Homem foi preso por direção perigosa e uso de entorpecentes; carros e casas foram atingidos, mas ninguém se feriu

Homem foi preso por direção perigosa e uso de entorpecentes; carros e casas foram atingidos, mas ninguém se feriu

A fiança do motorista do caminhão desgovernado que atingiu vários veículos e destruiu casas na noite de sexta-feira (17) no Centro de Santa Luzia, na Região Metropolitana de Belo Horizonte, diminuiu de R$20 mil para R$ 3.636.

Na semana passada, a Justiça concedeu liberdade, mediante pagamento de fiança. O motorista veio da fronteira do Brasil com a Argentina dirigindo a carreta carregada com embalagens e parecia estar alterado no momento do acidente. Ele teria dito aos policiais que consumiu rebite, uma droga sintética para não dormir, e na cueca dele, foi encontrada substância semelhante à cocaína.

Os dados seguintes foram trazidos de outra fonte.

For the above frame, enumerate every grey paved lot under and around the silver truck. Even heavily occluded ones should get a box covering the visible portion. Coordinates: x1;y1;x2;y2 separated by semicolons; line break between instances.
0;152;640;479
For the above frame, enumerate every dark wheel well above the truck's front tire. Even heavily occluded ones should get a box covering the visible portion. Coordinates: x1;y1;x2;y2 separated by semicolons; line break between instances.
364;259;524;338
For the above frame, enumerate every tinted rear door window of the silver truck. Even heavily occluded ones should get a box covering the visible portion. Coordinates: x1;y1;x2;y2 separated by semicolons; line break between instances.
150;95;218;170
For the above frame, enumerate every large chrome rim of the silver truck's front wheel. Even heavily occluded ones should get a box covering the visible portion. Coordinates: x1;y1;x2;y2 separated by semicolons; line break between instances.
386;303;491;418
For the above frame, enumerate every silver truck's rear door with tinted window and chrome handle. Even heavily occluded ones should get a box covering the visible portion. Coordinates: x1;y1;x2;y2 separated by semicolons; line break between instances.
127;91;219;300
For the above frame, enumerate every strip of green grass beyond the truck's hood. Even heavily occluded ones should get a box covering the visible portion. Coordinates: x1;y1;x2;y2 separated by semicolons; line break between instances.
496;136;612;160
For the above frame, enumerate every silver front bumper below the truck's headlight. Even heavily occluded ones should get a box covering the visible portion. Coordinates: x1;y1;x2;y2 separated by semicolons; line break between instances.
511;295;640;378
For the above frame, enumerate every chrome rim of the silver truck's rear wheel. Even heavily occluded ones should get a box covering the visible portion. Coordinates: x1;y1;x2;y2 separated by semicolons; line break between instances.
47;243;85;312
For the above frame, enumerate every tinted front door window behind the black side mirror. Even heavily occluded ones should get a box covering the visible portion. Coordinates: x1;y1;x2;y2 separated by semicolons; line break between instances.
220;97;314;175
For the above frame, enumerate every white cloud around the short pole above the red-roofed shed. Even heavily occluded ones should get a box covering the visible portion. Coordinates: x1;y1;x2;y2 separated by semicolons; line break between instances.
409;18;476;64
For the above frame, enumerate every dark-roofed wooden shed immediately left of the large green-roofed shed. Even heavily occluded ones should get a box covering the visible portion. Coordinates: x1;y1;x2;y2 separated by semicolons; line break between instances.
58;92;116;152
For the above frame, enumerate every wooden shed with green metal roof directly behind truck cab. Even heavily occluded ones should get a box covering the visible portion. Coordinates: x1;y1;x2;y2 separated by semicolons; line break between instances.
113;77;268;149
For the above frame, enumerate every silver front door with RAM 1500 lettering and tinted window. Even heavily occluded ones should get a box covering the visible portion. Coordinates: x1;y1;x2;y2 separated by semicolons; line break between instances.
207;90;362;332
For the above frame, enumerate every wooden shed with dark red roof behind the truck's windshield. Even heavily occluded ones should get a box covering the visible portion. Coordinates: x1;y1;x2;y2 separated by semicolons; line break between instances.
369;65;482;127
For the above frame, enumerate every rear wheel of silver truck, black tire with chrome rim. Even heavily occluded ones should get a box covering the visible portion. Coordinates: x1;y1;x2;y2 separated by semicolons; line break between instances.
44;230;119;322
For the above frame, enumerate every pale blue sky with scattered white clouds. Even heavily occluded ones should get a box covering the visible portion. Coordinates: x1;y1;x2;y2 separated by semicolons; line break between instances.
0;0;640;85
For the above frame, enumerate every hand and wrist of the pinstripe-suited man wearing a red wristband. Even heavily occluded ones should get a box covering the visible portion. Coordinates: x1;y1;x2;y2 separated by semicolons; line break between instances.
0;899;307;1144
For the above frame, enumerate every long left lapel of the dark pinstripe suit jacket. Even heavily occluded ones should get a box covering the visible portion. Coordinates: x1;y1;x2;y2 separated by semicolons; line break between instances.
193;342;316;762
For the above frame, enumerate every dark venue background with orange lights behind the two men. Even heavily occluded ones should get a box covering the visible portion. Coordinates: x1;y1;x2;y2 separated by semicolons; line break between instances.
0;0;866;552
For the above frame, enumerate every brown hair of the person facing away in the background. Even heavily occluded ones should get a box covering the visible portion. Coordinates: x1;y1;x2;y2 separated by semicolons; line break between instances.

Apesar do susto, o acidente não deixou vítimas. O homem foi preso por direção perigosa e pelo uso de entorpecentes durante a condução. Ele confessou que não dormia há cinco dias e disse ser usuário de cocaína há 20 anos.

O caminhoneiro já havia informado que não possuía condições de recolher a referida fiança. O documento ainda aponta que o valor inicial da fiança é muito alto – R$ 20 mil - , levando em consideração que ele é motorista e tem uma renda mensal de R$ 6 mil, - sendo pai de duas filhas, uma delas menor de idade.

“Malgrado a imprudência do flagrado tenha causado enormes prejuízos (que ainda estão sendo contabilizados) a dezenas de pessoas, tendo ele deixando um verdadeiro rastro de destruição por onde passou, não se pode perder de vista que a conduta criminosa em si considerada não é tida, pelo legislador, como de maior gravidade”, afirma.

Além disso, destaca que, por base a pena máxima prevista, - que sequer autoriza a decretação da prisão preventiva -, não se pode admitir que as perdas patrimoniais sirvam de parâmetro preponderante para o recrudescimento da fiança.

“Deste modo, tenho que o valor do encargo merece ser reduzido a um patamar que, a meu ver, se mostra compatível com as condições do agente e com as circunstâncias objetivas e subjetivas do caso, qual seja, três salários mínimos vigentes, totalizando R$ 3.636,00”, aponta.